Start Right: Preparing to Sell Your Business from the Beginning

Preparing to sell your business when you first start may seem counterintuitive but doing so will greatly reduce the cost and stress later and will likely help you realize a higher valuation if you do decide to sell.

Starting a business is exciting.  It’s also expensive. You’ve worked hard to save money to launch the business, maybe have raised some money from friends and family or other investors, and you are trying to be cautious in how and where you spend your money.  It can be tempting to cut costs and assume you can “clean it up later”.  The problem is that “later” never comes.  You are busy doing what you do best, managing and building your business.  Administrative issues, tracking down individuals to sign documents they should have signed at the outset, getting your accounting on the right track are all far down on the “to do” list.

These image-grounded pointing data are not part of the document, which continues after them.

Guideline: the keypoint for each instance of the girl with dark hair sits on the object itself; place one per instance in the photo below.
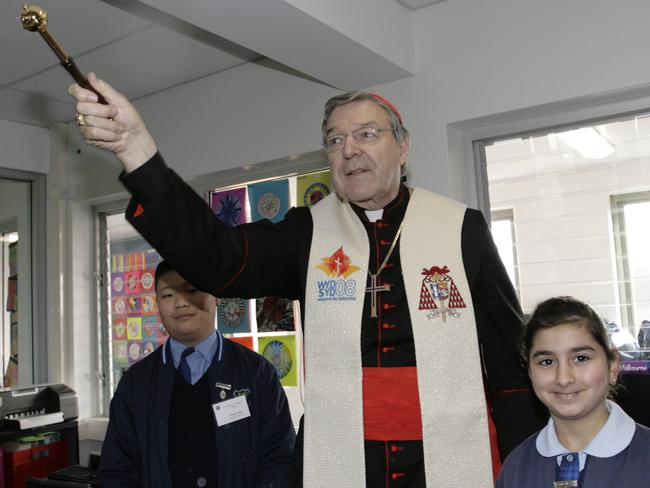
(589, 440)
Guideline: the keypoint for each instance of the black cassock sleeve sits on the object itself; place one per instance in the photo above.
(515, 410)
(247, 261)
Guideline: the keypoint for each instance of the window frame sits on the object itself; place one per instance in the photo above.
(625, 292)
(35, 336)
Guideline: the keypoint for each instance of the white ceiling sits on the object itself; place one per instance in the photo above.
(143, 47)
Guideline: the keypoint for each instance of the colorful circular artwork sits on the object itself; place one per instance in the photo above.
(147, 280)
(231, 311)
(315, 193)
(134, 351)
(268, 205)
(118, 284)
(280, 356)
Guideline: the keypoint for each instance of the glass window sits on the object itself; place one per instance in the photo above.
(503, 233)
(563, 187)
(630, 217)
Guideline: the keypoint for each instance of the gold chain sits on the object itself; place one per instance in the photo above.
(390, 251)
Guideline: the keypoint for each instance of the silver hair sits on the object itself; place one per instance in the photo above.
(399, 131)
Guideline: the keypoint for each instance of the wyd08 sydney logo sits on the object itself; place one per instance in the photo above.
(338, 268)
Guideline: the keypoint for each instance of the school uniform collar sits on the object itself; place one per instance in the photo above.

As a result, many founders, while having done an amazing job growing their business, find themselves behind when an opportunity arises (sometimes very quickly) to sell their company.  A potential buyer will initially conduct a detailed analysis of your business through a process called due diligence.  They will ask to see a wide variety of documents, such as employment and corporate records, customer and vendor contracts, as well as your books and records and tax returns (among other things).  All of this helps them understand your business to see what valuation is justified (or to confirm that the offer they made in a term sheet is accurate) based on the current financials and growth opportunities and what liabilities exist or might arise down the road.

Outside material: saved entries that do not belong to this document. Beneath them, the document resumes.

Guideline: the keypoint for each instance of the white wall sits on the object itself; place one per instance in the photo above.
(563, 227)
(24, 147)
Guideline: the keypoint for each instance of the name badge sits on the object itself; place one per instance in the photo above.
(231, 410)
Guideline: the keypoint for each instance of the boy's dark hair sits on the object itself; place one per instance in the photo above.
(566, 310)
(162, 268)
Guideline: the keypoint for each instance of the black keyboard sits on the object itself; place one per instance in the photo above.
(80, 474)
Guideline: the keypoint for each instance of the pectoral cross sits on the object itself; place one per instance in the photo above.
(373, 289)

A seller who is behind in having these documents and records in place already may unexpectedly find themselves spending a lot of time and money trying to retroactively get documents signed, obligations paid, and issues cleaned up.  It also may give a possible buyer pause that the Company is not well organized and therefore potentially riskier.  At best this delays the sale and at worst results in the deal collapsing or the buyer reducing the offered purchase price.   It also will make the due diligence period extremely stressful.   Much of this could have been avoided by handling the business from an administrative and financial side correctly from the outset.

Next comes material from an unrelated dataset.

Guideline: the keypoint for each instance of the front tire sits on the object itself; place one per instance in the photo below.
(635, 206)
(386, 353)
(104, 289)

Here are some common issues we see when helping our clients in due diligence:

  • Doing a quick formation of their company on-line and not completing the organization process to make sure the legal entity is properly organized. On-line formations can be economical, but it is not uncommon for us to see clients trying to clean up organizational issues after the fact if they don’t follow through and complete the process.
  • Forgetting to have employees and independent contractors sign offer letters, intellectual property assignment agreements, and commission agreements.
  • Misclassifying employees as independent contractors.
  • Forgetting to maintain accurate corporate records on an ongoing basis (annual shareholder actions/meetings, making annual state filings etc.).
  • Using the cash basis of accounting rather than the accrual method when there was not a strong reason to use the cash method. The result is that it makes it more difficult for a potential buyer to obtain accurate historical records and predict cash flow in the future.   Sometimes the seller then needs to change over their accounting method.
  • Not obtaining a 409A valuation when pricing stock options if possible or failing to document and approve options in a timely manner, which can result in a higher exercise price for employees or unforeseen tax issues.
  • Not paying sales tax in all of jurisdictions where products or software are being sold, which can create huge future liabilities for a potential buyer or force you to pay for audits and back taxes prior to a sale.
  • Not using a payroll service to handle payroll to make sure all employees are paid accurately and timely, which can result in potential future liability for the buyer.
  • Failing to keep accurate time records for all employees, which creates potential future liabilities for unpaid wages, meal breaks, overtime etc.
  • Not having a system in place for tracking and keeping all customer and vendor agreements, which will need to be turned over during due diligence.
  • Failing to document and obtain releases from departing shareholders.

The above is only an illustrative list of issues that we have seen.  Forming the business correctly at the outset and staying on top of documentation and financial issues will go a long way towards reducing your stress and expense in the future and hopefully result in a higher sale price for your business.